How do you teach procedural fluency?
To develop procedural fluency, students need experience in integrating concepts and procedures and building on familiar procedures as they create their own informal strategies and procedures.
What does it mean to have procedural fluency?
Procedural fluency refers to knowledge of procedures, knowledge of when and how to use them appropriately, and skill in performing them flexibly, accurately, and efficiently.
What is procedural fluency in lesson plan?
Procedural fluency is one of the three parts of balanced, rigorous mathematics instruction. When students have the opportunity to work on meaningful problems and activities, they build not only fluency but also a solid foundation for continued growth in math. Encourage students to go out and practice!
Why is procedural fluency important?
The more energy they use for procedures, the less energy they have for problem solving. And the less energy they have for problem solving, the less likely they are to gain conceptual understanding. A lack of procedural fluency can therefore contribute to a lack of conceptual understanding.
How do students demonstrate procedural fluency?
Procedural fluency builds on a foundation of conceptual understanding, strategic reasoning, and problem solving. To develop procedural fluency, students need experience in integrating concepts and processes and building on familiar methods as they create their own informal strategies and procedures.
How would you build a student’s procedural fluency from a conceptual understanding?
By providing students with opportunities to use their own reasoning strategies to solve problems, asking students to explain the procedures they’ve used and defend their choices, and helping students to make connections between strategies in order to develop more efficient methods, through the use of visual models and …
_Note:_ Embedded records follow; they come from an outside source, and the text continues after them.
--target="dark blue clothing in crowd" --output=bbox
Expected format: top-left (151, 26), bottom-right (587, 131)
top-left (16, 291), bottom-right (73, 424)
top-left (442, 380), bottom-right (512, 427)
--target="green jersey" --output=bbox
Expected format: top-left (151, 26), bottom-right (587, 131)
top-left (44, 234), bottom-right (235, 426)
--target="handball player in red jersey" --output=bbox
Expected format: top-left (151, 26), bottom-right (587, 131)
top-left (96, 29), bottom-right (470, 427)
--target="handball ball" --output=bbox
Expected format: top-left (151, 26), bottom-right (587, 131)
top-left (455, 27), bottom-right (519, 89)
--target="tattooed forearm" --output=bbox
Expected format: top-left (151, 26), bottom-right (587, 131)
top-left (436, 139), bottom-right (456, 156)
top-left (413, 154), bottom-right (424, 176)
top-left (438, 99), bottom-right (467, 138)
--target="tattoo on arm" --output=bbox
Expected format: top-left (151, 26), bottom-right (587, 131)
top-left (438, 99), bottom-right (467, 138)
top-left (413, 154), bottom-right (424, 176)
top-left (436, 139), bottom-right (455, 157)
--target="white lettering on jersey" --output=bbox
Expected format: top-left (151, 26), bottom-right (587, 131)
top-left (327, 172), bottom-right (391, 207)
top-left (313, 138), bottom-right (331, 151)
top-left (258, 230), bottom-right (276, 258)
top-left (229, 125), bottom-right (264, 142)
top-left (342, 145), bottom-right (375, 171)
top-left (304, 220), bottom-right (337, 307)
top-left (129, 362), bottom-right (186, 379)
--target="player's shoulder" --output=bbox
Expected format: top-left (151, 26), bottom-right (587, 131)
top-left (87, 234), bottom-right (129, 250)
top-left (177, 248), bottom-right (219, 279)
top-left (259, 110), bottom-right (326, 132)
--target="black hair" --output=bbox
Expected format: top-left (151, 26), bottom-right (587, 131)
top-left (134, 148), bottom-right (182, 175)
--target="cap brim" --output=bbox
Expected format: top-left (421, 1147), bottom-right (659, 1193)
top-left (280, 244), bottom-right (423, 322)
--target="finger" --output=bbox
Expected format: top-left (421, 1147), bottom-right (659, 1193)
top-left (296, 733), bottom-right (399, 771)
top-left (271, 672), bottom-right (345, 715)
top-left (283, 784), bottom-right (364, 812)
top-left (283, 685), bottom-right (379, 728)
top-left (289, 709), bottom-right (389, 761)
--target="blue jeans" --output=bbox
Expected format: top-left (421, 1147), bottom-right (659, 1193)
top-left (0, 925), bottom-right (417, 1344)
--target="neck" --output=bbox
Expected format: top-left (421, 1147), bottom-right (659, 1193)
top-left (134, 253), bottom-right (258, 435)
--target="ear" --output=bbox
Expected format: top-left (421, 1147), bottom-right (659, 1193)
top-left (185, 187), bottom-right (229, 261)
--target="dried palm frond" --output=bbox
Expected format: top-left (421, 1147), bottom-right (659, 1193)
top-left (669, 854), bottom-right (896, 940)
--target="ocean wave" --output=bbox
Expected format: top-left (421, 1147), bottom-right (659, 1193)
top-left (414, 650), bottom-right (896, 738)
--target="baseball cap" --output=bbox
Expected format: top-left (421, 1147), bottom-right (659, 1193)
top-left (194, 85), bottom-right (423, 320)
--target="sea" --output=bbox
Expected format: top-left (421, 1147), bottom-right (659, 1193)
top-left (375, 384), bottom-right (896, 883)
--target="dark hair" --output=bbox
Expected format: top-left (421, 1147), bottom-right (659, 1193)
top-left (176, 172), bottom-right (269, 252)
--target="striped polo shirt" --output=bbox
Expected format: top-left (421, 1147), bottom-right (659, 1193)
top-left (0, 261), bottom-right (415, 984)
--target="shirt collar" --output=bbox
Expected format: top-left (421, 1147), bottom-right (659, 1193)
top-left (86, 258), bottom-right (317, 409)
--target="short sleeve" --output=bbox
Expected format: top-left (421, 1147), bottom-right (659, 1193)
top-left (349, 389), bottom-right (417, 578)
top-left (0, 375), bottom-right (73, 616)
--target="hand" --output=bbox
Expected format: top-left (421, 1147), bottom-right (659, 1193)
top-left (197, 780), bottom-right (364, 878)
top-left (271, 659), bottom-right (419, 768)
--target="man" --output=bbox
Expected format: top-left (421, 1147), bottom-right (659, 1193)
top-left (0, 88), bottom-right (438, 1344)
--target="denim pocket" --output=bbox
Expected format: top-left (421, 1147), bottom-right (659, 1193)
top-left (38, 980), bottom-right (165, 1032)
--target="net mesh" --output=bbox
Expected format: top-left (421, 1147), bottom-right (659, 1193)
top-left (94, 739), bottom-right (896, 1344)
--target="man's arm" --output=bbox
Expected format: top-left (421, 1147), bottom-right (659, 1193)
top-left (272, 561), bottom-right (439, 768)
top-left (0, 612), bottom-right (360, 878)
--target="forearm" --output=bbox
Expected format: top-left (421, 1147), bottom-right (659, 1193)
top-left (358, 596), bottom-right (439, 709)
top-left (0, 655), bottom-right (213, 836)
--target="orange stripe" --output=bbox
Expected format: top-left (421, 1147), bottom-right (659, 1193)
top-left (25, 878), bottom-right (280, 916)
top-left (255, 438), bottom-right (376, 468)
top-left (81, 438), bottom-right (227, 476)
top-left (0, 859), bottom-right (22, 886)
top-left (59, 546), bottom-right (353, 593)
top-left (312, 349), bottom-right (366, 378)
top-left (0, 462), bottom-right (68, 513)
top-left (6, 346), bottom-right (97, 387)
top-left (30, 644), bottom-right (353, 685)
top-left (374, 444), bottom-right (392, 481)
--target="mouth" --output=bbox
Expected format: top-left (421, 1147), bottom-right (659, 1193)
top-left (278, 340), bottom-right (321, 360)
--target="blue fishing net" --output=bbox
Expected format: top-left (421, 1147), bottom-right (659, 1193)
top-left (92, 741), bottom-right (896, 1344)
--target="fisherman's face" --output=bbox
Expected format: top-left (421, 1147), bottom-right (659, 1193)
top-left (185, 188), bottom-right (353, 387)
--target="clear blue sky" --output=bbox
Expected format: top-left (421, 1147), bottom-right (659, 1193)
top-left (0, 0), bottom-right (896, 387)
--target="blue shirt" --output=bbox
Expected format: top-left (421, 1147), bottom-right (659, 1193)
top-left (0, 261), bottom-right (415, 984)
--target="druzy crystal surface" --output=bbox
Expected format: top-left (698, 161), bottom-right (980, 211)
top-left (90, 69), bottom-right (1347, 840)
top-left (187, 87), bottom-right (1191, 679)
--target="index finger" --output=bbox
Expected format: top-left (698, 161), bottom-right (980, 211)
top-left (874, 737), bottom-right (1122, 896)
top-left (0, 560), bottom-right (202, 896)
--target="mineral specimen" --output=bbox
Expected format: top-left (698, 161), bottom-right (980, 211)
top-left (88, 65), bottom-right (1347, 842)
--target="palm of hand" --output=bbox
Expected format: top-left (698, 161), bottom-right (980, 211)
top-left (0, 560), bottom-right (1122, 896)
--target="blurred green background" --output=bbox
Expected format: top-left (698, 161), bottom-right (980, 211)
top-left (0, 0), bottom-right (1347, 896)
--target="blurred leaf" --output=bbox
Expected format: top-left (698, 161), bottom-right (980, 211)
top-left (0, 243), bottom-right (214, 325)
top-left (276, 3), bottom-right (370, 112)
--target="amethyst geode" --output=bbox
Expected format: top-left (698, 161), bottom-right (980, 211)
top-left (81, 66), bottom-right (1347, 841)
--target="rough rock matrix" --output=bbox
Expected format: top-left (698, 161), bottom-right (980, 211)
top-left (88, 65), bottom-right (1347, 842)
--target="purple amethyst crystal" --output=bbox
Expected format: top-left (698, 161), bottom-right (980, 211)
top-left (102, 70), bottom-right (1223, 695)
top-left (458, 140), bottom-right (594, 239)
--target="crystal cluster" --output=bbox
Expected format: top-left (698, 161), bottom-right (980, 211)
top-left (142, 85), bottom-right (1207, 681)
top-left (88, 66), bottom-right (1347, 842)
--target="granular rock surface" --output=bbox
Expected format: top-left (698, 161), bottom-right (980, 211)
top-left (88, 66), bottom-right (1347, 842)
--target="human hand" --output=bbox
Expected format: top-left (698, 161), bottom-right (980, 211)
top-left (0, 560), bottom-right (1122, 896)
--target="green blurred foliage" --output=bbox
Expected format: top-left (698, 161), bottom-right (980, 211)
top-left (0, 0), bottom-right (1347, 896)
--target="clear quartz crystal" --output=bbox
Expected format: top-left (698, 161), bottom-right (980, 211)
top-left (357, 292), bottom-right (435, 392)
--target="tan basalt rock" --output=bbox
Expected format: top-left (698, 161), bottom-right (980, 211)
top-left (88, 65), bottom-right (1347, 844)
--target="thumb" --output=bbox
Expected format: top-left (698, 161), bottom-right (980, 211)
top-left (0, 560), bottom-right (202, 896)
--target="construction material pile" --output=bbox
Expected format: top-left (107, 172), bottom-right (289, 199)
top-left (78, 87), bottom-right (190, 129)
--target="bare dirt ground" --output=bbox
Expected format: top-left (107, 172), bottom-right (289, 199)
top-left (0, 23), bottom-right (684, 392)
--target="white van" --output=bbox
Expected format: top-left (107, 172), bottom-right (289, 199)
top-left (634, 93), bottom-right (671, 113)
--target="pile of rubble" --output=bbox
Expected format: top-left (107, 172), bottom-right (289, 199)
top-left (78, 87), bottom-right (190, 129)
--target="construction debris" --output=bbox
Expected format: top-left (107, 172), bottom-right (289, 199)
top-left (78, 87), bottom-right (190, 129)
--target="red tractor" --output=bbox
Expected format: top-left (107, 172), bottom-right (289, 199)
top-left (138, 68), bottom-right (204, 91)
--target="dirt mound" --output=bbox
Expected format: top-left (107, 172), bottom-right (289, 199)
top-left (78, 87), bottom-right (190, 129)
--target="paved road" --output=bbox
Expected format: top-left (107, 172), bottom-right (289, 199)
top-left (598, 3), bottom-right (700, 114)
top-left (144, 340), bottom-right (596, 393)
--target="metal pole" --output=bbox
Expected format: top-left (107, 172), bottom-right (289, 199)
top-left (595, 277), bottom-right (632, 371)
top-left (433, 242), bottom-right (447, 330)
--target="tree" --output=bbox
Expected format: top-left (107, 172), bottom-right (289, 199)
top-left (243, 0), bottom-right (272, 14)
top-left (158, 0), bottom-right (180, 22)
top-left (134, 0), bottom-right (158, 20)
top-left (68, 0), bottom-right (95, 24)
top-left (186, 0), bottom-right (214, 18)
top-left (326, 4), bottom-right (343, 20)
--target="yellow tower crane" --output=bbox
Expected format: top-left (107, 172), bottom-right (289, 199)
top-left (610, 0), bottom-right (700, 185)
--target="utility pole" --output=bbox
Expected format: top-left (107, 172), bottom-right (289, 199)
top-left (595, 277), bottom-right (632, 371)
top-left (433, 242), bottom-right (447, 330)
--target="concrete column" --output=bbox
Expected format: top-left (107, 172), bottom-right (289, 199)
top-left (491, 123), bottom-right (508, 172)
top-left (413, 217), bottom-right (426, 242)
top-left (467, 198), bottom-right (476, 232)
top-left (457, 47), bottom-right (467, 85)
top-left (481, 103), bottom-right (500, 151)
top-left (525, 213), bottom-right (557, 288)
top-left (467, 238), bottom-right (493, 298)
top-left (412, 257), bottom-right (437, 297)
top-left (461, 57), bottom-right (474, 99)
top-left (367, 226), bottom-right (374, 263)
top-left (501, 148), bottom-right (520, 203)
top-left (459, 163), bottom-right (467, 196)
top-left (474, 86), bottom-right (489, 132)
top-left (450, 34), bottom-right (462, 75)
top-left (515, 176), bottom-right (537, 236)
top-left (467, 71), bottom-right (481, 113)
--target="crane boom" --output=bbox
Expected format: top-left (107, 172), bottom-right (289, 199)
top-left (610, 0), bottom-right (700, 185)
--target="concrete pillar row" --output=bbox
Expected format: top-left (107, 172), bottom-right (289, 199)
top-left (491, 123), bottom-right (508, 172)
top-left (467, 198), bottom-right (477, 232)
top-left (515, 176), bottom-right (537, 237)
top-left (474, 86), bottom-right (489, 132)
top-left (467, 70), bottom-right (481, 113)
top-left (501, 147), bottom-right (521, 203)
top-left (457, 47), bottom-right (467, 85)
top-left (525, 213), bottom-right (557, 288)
What is procedural fluency in place value?
Procedural fluency refers to the skill in carrying out procedures flexibly, accurately, efficiently, and appropriately.
What are the advantages of building procedural fluency from conceptual understanding?
Effective teaching of mathematics builds fluency with procedures on a foundation of conceptual understanding so that students, over time, become skillful in using procedures flexibly as they solve contextual and mathematical problems.
What do we need to think about and do as we prepare to enact procedural fluency strategies with students?
Why is it important to develop conceptual understanding before procedural fluency?
Conceptual understanding (CU) and procedural fluency (PF) are two important mathematical competencies required by students. CU helps students organizing their knowledge into a coherent whole, and PF helps them to find the right solution of a problem.
What is an example of procedural knowledge in math?
Procedural math approaches an elementary problem such as two-digit subtraction (72 − 69, say) by teaching students to “borrow.”Since you can’t subtract 9 from 2, strike through the 7 next to the 2, turn it into a 6, and “lend” the 1 that you’ve borrowed to the 2. That turns 2 into 12, and 12 − 9 is 3, while 6 – 6 is 0.